Education is the most powerful equalizer, but we treat it like a luxury good. Minnesota is home to some of the most well-respected learning institutions in the world. And, also some of the most expensive. We have four-year colleges that charge upwards of seventy-six thousand dollars a year in a state where the median household income is seventy-seven.
We scramble for scholarships and financial aid and sit at kitchen tables doing the kind of math that would make an accountant’s stomach hurt. It is unsustainable. It is not good for our daughters. It is not good for our sons.
Did you know?
Less than 70% of undergraduate students at the University of Minnesota complete a four-year degree in six years.
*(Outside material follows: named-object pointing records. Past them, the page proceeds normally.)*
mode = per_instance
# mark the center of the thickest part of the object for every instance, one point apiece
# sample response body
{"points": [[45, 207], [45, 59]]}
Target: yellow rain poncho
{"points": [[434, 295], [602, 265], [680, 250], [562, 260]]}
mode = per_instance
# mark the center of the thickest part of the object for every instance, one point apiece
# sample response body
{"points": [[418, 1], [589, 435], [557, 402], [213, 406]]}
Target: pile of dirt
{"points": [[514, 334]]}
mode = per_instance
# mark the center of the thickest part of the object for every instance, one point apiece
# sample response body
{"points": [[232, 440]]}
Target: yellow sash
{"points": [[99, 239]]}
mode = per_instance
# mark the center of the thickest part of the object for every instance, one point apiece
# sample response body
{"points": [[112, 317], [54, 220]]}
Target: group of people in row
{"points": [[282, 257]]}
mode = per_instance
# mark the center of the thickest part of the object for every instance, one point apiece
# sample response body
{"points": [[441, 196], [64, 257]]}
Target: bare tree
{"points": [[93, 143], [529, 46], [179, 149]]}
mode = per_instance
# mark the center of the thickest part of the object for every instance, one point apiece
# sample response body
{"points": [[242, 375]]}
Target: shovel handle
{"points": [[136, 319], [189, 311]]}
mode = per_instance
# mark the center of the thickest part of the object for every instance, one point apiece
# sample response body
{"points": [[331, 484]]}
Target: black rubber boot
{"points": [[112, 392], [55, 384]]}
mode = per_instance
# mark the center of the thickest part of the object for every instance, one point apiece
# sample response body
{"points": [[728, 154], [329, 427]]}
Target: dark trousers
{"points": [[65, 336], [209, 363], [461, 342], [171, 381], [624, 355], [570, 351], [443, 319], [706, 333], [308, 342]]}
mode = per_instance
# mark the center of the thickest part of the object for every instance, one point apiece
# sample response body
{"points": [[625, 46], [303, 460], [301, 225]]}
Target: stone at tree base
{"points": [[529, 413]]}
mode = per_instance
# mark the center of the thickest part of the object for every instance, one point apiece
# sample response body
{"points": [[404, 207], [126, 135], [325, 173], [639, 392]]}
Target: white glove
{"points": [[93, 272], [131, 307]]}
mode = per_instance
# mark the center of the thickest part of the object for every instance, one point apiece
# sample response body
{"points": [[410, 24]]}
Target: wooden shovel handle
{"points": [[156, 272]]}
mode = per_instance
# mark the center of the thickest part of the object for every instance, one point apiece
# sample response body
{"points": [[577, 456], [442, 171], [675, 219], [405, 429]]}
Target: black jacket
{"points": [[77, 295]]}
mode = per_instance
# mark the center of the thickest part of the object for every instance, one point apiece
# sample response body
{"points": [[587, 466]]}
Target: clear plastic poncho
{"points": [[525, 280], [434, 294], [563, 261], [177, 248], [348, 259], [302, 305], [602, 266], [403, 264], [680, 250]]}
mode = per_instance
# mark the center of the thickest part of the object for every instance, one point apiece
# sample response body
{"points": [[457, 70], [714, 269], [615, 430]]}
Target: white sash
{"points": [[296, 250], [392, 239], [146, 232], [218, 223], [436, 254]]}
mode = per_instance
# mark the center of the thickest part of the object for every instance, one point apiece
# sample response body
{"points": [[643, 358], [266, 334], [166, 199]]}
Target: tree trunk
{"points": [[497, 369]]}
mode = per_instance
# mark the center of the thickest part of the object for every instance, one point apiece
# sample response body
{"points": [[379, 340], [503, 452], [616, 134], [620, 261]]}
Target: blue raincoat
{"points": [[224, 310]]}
In 2021, University of Minnesota - Twin Cities data revealed that less than 70% of graduates completed their degrees within four years. Only 83% completed their degrees within six. I want you to think about that for a moment. Students attending our flagship school, a school with a 5-billion-dollar endowment, regularly take six years to earn a four-year degree.
How does a young man or woman with six years of college debt and an unaffordable housing market survive? They don’t.
For those who strive for four-year degrees, the cost of tuition must come down. We also need to re-focus our efforts on our two-year colleges and trade schools, which are cost-effective gateways to meaningful work and economic security.
Bottom line: Young people should know that we value those who build. We need less debt, and more marketable skills. We need fewer MITs and more MCTCs. We need fewer coders and more carpenters. More plumbers, electricians, solar energy technicians. This is how we ensure we have enough trained hands for the challenges that we face.